2. Or would cycloset help get the job done faster?
@Kami 1. maybe
2. maybe…….discuss it with your doctor.
“Think of food as hormone information, not as a metabolic fuel. Think of the Epi-paleo template as human jet fuel for the human nervous system.”
That quote just keeps reverberating in my mind ever since the first time I heard it in BG 5. Every time I eat, every time I shop for food, every time I work in my garden it comes into my mind. It makes some choices very simple. It wiped out a whole lot of AN infected thinking at once. It really changed my world somehow. A new purpose to the thing I feared the most for a very long time.
“Consider eating real organic foods with dirt upon them…….way better choice.”
As a general rule, most vegetables, organic or not, have already been washed at the farm right after harvesting. All vegetables are dunked in ice cold water at the least to remove the “field heat” which would cause them to wilt before they’d ever reach the consumer. Sturdier vegetables (like roots) are washed with a pressurized water stream. Customers don’t like dirt in their vegetables, so this is something that is paid attention to before the veggie goes to the farm stand or store.
I’d say that the washing at home makes little difference unless, of course, one goes overboard with veggie washes, soap, or, (to my horror) bleach. You’d probably have to grow your own if you really want to get the dirty goodness from your veggies. We used to joke about our consumption of dirt while harvesting (and tasting along… gotta taste what you sell)…. must be something good in all that dirt!
@Souldanzer……not if you buy them at the Farm or grow them your self! Thanks for the nice words about BG 5. That is a vital cog in the Quilt.

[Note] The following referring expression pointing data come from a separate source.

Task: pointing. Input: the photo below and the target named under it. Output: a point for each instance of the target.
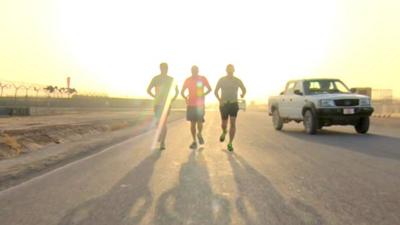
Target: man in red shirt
(195, 103)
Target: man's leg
(232, 129)
(163, 135)
(200, 128)
(193, 130)
(199, 132)
(224, 127)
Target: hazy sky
(116, 46)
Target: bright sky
(116, 46)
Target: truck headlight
(365, 102)
(326, 103)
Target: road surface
(288, 177)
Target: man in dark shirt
(163, 84)
(228, 102)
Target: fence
(22, 89)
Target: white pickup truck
(318, 103)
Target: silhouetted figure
(195, 103)
(163, 97)
(228, 102)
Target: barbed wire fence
(17, 89)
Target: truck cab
(318, 103)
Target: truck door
(284, 105)
(296, 101)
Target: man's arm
(216, 91)
(150, 88)
(184, 87)
(243, 89)
(176, 93)
(209, 89)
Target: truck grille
(347, 102)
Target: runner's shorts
(229, 109)
(158, 111)
(195, 113)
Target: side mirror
(298, 92)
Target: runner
(195, 103)
(228, 102)
(162, 83)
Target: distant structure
(363, 91)
(382, 94)
(375, 94)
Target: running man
(195, 103)
(162, 84)
(228, 102)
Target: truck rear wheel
(310, 122)
(277, 120)
(362, 126)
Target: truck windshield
(313, 87)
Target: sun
(122, 42)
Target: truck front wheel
(310, 122)
(362, 126)
(277, 120)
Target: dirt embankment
(20, 136)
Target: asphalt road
(288, 177)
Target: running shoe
(201, 139)
(162, 146)
(193, 145)
(222, 137)
(230, 147)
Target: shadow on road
(192, 200)
(370, 144)
(260, 203)
(125, 203)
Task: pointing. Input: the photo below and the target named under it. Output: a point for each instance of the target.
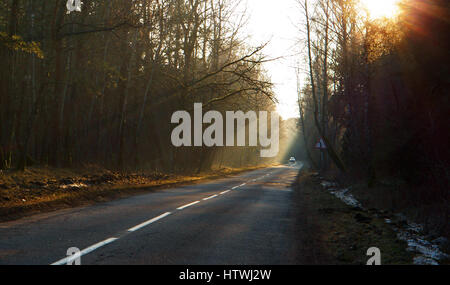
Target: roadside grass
(342, 234)
(44, 189)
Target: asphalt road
(245, 219)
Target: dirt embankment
(38, 190)
(335, 233)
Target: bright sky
(274, 21)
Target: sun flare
(378, 9)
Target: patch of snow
(73, 185)
(422, 260)
(327, 184)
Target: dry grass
(43, 189)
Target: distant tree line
(377, 92)
(99, 86)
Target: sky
(275, 21)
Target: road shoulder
(331, 232)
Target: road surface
(244, 219)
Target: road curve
(245, 219)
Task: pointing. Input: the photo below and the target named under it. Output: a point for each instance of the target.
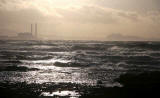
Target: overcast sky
(82, 19)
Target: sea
(88, 63)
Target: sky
(82, 19)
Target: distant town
(23, 35)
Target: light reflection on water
(71, 94)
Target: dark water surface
(88, 63)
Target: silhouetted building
(25, 36)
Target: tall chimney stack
(31, 28)
(36, 30)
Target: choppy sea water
(81, 62)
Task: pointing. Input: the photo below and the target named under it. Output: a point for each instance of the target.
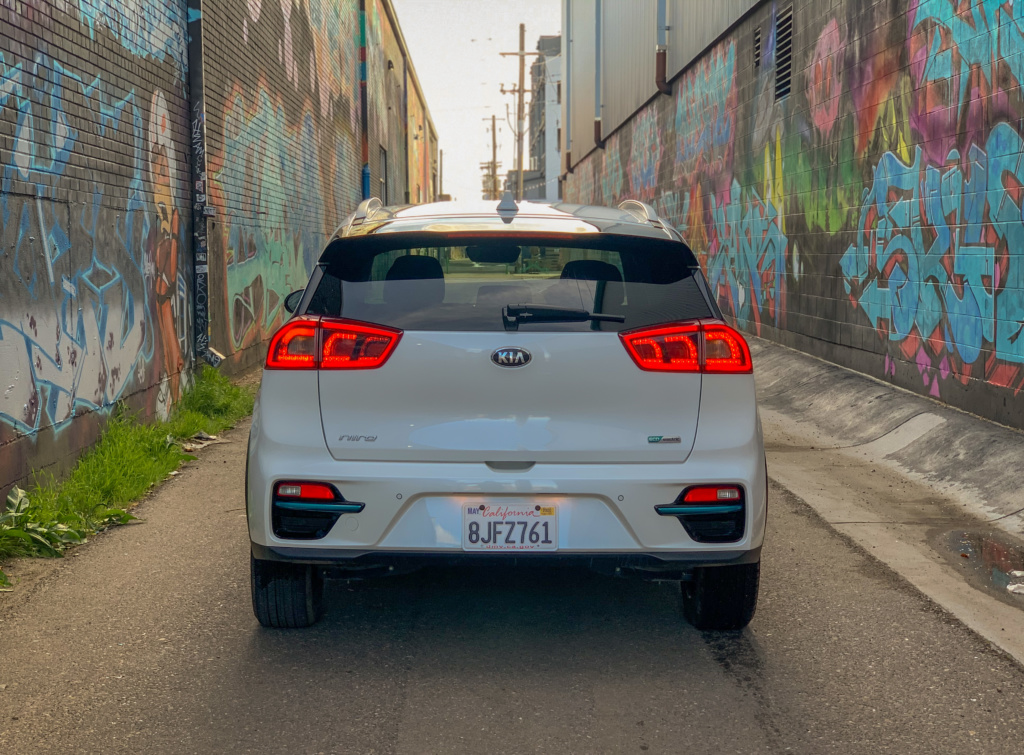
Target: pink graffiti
(823, 84)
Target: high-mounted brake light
(323, 343)
(692, 346)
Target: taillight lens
(725, 349)
(692, 346)
(306, 492)
(294, 345)
(673, 348)
(321, 343)
(350, 345)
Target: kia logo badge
(511, 358)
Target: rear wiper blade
(513, 315)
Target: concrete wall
(871, 217)
(284, 148)
(96, 192)
(95, 277)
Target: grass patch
(127, 461)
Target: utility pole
(494, 158)
(520, 109)
(491, 182)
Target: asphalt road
(144, 641)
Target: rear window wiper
(514, 315)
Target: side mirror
(292, 300)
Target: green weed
(127, 461)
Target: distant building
(540, 178)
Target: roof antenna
(508, 204)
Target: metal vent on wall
(783, 53)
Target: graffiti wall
(94, 214)
(870, 212)
(285, 145)
(96, 191)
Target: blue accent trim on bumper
(727, 508)
(332, 508)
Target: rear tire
(286, 595)
(722, 598)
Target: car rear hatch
(504, 350)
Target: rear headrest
(415, 283)
(591, 269)
(413, 267)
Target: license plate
(516, 528)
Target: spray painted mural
(284, 145)
(97, 298)
(95, 301)
(875, 212)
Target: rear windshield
(492, 284)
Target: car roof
(507, 216)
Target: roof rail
(647, 214)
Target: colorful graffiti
(645, 155)
(278, 226)
(939, 260)
(91, 306)
(876, 209)
(706, 114)
(285, 152)
(142, 28)
(747, 261)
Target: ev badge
(511, 357)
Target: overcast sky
(454, 45)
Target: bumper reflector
(308, 510)
(710, 513)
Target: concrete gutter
(977, 463)
(906, 478)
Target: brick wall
(95, 302)
(284, 145)
(95, 193)
(872, 215)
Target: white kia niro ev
(528, 382)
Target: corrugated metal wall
(629, 36)
(628, 40)
(582, 47)
(695, 24)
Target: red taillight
(714, 494)
(320, 343)
(725, 349)
(305, 492)
(693, 346)
(294, 346)
(350, 345)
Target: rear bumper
(656, 565)
(606, 512)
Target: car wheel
(722, 597)
(286, 595)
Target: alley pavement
(143, 641)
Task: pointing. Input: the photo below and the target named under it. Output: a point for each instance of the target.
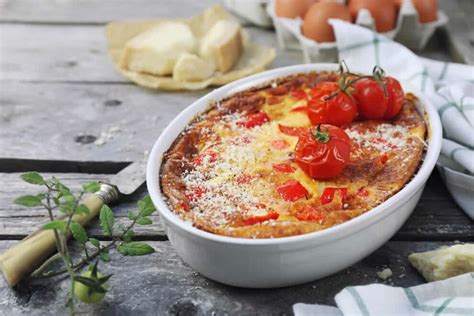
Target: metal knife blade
(130, 178)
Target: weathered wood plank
(435, 217)
(52, 122)
(52, 53)
(161, 284)
(16, 221)
(80, 58)
(460, 29)
(97, 12)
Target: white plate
(265, 263)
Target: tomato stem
(320, 136)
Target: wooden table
(59, 93)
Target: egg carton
(408, 31)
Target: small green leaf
(56, 201)
(135, 249)
(131, 215)
(33, 177)
(94, 242)
(104, 257)
(28, 200)
(145, 206)
(82, 209)
(91, 187)
(144, 221)
(106, 220)
(62, 188)
(66, 197)
(60, 225)
(78, 232)
(67, 207)
(128, 236)
(104, 279)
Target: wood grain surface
(436, 216)
(161, 284)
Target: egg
(383, 12)
(292, 8)
(398, 4)
(315, 23)
(427, 10)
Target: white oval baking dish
(266, 263)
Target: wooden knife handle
(30, 253)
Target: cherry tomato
(253, 120)
(327, 108)
(298, 94)
(205, 157)
(328, 194)
(261, 218)
(284, 168)
(87, 294)
(395, 97)
(323, 152)
(279, 144)
(371, 100)
(243, 178)
(290, 130)
(292, 191)
(310, 214)
(300, 109)
(196, 193)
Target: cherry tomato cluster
(323, 152)
(373, 97)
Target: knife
(27, 255)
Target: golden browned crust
(365, 172)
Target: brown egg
(383, 12)
(315, 23)
(398, 4)
(292, 8)
(427, 10)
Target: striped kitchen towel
(449, 86)
(453, 296)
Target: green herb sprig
(58, 197)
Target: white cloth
(449, 86)
(451, 89)
(453, 296)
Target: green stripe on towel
(359, 301)
(432, 309)
(445, 107)
(443, 306)
(444, 71)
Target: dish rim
(155, 159)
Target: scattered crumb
(385, 274)
(108, 135)
(99, 141)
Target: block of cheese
(222, 45)
(444, 262)
(156, 50)
(191, 67)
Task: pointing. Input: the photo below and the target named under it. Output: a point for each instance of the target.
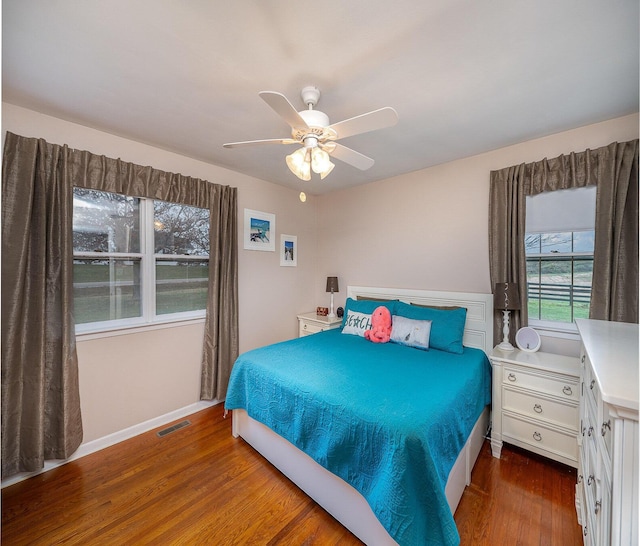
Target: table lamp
(332, 286)
(506, 298)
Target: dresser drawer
(540, 437)
(541, 408)
(551, 384)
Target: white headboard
(478, 329)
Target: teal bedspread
(388, 419)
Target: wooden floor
(199, 485)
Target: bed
(389, 450)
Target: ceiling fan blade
(378, 119)
(260, 142)
(284, 109)
(353, 158)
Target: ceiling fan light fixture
(298, 164)
(320, 161)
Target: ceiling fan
(311, 129)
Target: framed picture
(288, 250)
(259, 230)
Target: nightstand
(311, 323)
(536, 403)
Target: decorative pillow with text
(356, 323)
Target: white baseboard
(114, 438)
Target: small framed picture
(288, 250)
(259, 230)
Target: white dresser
(311, 323)
(535, 403)
(607, 488)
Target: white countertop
(549, 362)
(613, 351)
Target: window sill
(136, 329)
(557, 330)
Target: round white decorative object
(527, 339)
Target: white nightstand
(536, 403)
(311, 323)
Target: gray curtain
(40, 396)
(614, 169)
(220, 347)
(40, 401)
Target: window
(137, 261)
(559, 245)
(559, 272)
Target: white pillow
(411, 332)
(356, 323)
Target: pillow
(356, 323)
(447, 326)
(411, 332)
(367, 307)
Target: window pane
(555, 289)
(181, 285)
(583, 241)
(533, 288)
(532, 243)
(105, 222)
(180, 229)
(106, 289)
(551, 243)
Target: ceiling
(464, 76)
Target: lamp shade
(506, 296)
(332, 284)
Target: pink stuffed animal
(380, 326)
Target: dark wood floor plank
(199, 485)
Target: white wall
(429, 229)
(126, 380)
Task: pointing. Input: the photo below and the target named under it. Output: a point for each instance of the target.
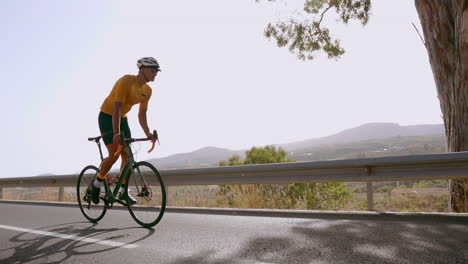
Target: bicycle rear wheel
(92, 212)
(146, 185)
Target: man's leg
(106, 165)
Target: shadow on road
(36, 248)
(349, 241)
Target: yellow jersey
(128, 91)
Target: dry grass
(393, 199)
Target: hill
(368, 140)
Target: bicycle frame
(125, 173)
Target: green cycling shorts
(105, 126)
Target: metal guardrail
(397, 168)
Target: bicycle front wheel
(146, 185)
(92, 212)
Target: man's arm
(116, 114)
(142, 117)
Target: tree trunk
(445, 27)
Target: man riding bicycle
(128, 91)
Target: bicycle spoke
(147, 187)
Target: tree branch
(419, 35)
(321, 17)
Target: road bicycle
(144, 183)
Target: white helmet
(148, 62)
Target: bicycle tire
(151, 202)
(92, 212)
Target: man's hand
(152, 136)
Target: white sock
(97, 183)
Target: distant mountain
(369, 131)
(367, 139)
(207, 156)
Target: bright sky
(223, 83)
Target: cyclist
(128, 91)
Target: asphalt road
(48, 234)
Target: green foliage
(289, 196)
(306, 37)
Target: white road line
(71, 237)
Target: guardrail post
(370, 190)
(370, 196)
(61, 190)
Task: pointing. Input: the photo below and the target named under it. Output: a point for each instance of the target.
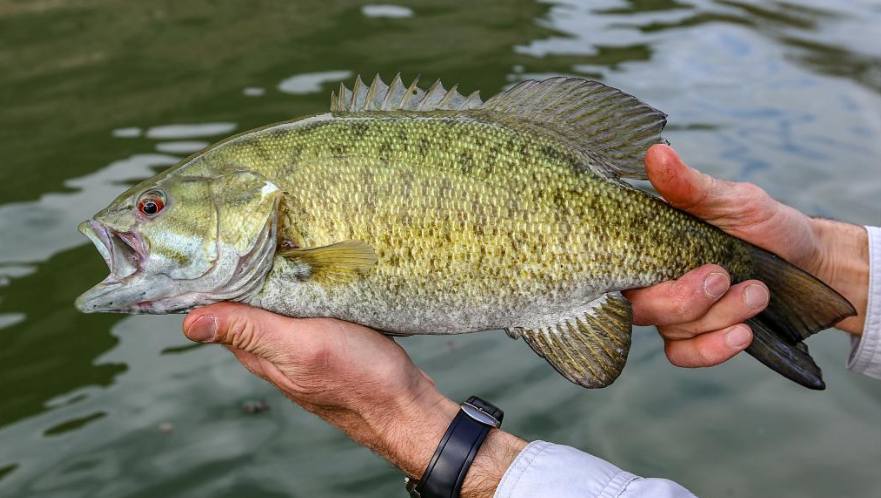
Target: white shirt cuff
(865, 354)
(545, 470)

Mind-blowing theory of GD.
So what are the implications for pregnancy termination? I know earlier studies showed that induced abortion increased breast cancer risk in ways that pregnancy continued to birth did not, seemingly because pregnancy caused changes in breast tissue that made it more susceptible to cancer, but that birth reversed those changes and took them even further, so that after birth you were less likely to have breast cancer than before conception. (Strangely, the increased risk did not apply to spontaneous abortion, probably b/c such an event was the result of processes leading toward it, and not an abrupt change that the body wasn’t prepared for.)
I have to ask if there are similar implications in the changes in gut flora, or if perhaps the changes in gut flora and changes in breast tissue might be so interrelated that they are actually the same thing going on?
@MamaGork the research is so new and fresh a clear picture is not present……but what it is leading to is us asking better questions. That is precisely what I am doing.